Tangan Ridwan mencengkram kasar rambut pendeknya yang terasa sangat berat. Beberapa tempat tengah ia singgahi hanya untuk mencari Tiara, namun sama sekali tidak membuahkan hasil apapun.

Sekilas Ridwan melirik pintu kamar rawat Julia, ia merasa gagal menjadi ayah saat dirinya tahu kalau sekarang Julia sakit parah. Wanita kecil berambut panjang itu terlihat lemah tak berdaya. Wajahnya pucat dan membuat hati Ridwan selalu ketar-ketir saat melihatnya.

"Ridwan gimana, sudah bertemu dengan Tiara?" tanya Bunda Delima yang sudah datang di pagi sekali.

"Bunda? Sejak kapan Bunda di sini?" Tanya Ridwan membelokkan pertanyaan sang Bunda yang sulit untuk ia jawab.

"Bunda di sini sejak tadi pagi. Angela bilang kamu sedang mencari Tiara? Terus apa kamu menemukannya?" tanya Bunda Delima yang sudah menunggu kepastiannya sejak beberapa jam yang lalu.

Ridwan berjalan menghampiri sang bunda dengan kaki lemas tak berdaya. Rasanya ia tak punya kekuatan untuk berdiri tegak lagi, lalu ia menyibak lembut puncak kening Julia sambil meneteskan air matanya.

Di tetesan air mata itulah, Ridwan merasa dirinya tengah hancur dan tak bisa memenuhi keinginan putri tercintanya.

"Maaf Bunda, aku tidak bisa menemukan Tiara. Aku gagal membawa Tiara ke depan Julia, aku memang tolol karena tidak bisa mengabulkan keinginan anakku sendiri Bunda," ungkap Ridwan dengan wajah yang sangat muram.

Bunda Delima yang sudah berharap banyak dari pagi pun ikut menyesali hasil Ridwan yang nihil. Tapi bijaknya Bunda Delima tak sampai menyurutkan semangat Ridwan untuk tetap mencari.

"Kamu jangan menyerah. Kamu pasti akan menemukan Tiara, mungkin kamu harus mencari Tiara ke rumah orang tuanya?" Bunda Delima mengulas lembut tetesan air mata yang bergenang di dasar pipi Ridwan.

"Sudah Bunda, Ridwan sudah mencari Tiara ke rumah Tante Diana, namun dia malah ikut marah besar pada Ridwan, Bunda."

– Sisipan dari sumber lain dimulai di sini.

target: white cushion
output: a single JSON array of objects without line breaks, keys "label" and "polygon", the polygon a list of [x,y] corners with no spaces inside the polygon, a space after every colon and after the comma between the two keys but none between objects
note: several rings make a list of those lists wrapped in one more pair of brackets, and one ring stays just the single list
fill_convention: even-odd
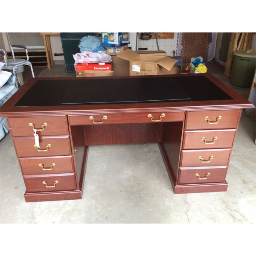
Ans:
[{"label": "white cushion", "polygon": [[4,62],[2,62],[2,61],[0,61],[0,71],[2,70],[3,67],[4,66]]},{"label": "white cushion", "polygon": [[1,70],[0,71],[0,88],[4,85],[12,75],[11,72]]}]

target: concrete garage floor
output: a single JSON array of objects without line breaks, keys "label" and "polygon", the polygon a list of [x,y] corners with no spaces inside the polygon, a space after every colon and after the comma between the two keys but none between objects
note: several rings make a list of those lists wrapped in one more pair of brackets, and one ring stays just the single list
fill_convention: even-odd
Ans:
[{"label": "concrete garage floor", "polygon": [[[39,76],[64,76],[61,66]],[[250,88],[233,87],[222,74],[214,75],[247,98]],[[255,121],[243,113],[227,192],[175,195],[156,143],[94,146],[82,199],[25,203],[9,134],[0,143],[0,223],[256,223],[255,136]]]}]

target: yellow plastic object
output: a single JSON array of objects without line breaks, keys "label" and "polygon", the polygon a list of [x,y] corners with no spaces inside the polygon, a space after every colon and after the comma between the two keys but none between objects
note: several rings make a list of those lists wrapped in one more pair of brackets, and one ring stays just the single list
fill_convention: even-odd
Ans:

"Sabar ya Nak." Tubuh tinggi besar itu tetap di gapai oleh Bunda Delima dan di Elis lembut oleh Bunda Delima yang terus berusaha menegarkan hati sang Putra agar tetap tidak rapuh.

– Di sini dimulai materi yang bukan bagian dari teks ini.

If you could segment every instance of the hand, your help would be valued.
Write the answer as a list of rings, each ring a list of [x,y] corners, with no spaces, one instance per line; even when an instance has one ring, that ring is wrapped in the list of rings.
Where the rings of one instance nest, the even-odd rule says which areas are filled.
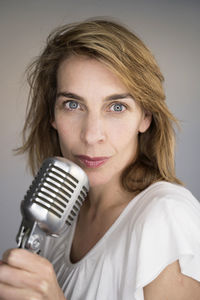
[[[48,260],[25,249],[10,249],[0,263],[0,299],[64,300],[65,297]]]

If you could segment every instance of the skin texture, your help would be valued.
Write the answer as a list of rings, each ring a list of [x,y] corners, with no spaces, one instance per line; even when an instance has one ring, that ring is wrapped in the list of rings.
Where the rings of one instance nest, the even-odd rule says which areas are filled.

Detik kemudian ketika Ridwan dan Bunda Delima benar-benar sedang merenung bersama, tiba-tiba satu jari Julia bergoyang memperlihatkan tanda-tanda kehidupan.

Julia yang tak sadarkan diri beberapa hari karena demamnya yang tinggi dan penyakitnya yang semakin meradang, membuat dirinya lemah untuk mengendalikan seluruh organnya sendiri.

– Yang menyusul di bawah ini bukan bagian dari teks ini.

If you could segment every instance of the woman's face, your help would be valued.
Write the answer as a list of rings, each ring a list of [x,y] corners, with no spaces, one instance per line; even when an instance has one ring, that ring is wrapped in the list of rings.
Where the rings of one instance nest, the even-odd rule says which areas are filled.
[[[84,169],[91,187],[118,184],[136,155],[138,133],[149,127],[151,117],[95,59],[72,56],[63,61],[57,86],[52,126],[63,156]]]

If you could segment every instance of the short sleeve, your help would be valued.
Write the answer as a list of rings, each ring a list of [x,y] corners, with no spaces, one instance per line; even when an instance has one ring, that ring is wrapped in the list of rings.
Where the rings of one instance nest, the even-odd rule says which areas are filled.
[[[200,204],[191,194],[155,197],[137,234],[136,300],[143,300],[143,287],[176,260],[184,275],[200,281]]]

Melihat jeri lentik kecil itu bergerak, Ridwan dan Bunda Delima sontak terperanjat bangkit dengan sangat kompak.

"Ridwan lihatlah! Jari Julia bergerak." Bunda Delima sungguh tercengang takjub melihatnya.

"Iya Bunda aku melihatnya," balas Ridwan yang mulai perlahan mengangkat jari mungil itu.

Dingin seperti membeku, jari kecil itu lalu segera dihangatkan oleh Ridwan dengan menyimpannya di Pipi besarnya, lalu di usap dengan gerakan cepat agar anaknya merasakan kehangatan yang ia transfer dari tubuhnya.

"Sayang, ini Papa nak. Bangunlah!"

Terlihat tenggorokan Julia menelan salivanya kecil sekali. Lalu air mata mulai keluar sekecil tetesan embun.

"Bukalah matamu sayang! Papa dan nenek ada di samping kamu." Ridwan tetap berusaha berkomunikasi dengan Julia meski dia tidak melihat perkembangan lain setelah itu.

Ridwan tetap yakin kalau Julia akan tetap mendengar suaranya meski dia tak bisa melihat kelopak mata kecil itu terbuka.

"Bunda, tolong panggilkan Dokternya Bunda!" Ridwan berinisiatif cepat untuk memeriksakan keadaan Julia untuk secepat mungkin.

"Baiklah, tunggu di sini. Bunda panggilkan dokter dulu ya!"

Bunda Delima pun berjalan gesit dengan mengedar pandangan waswas membawa misi untuk mencari dokter di ruangannya.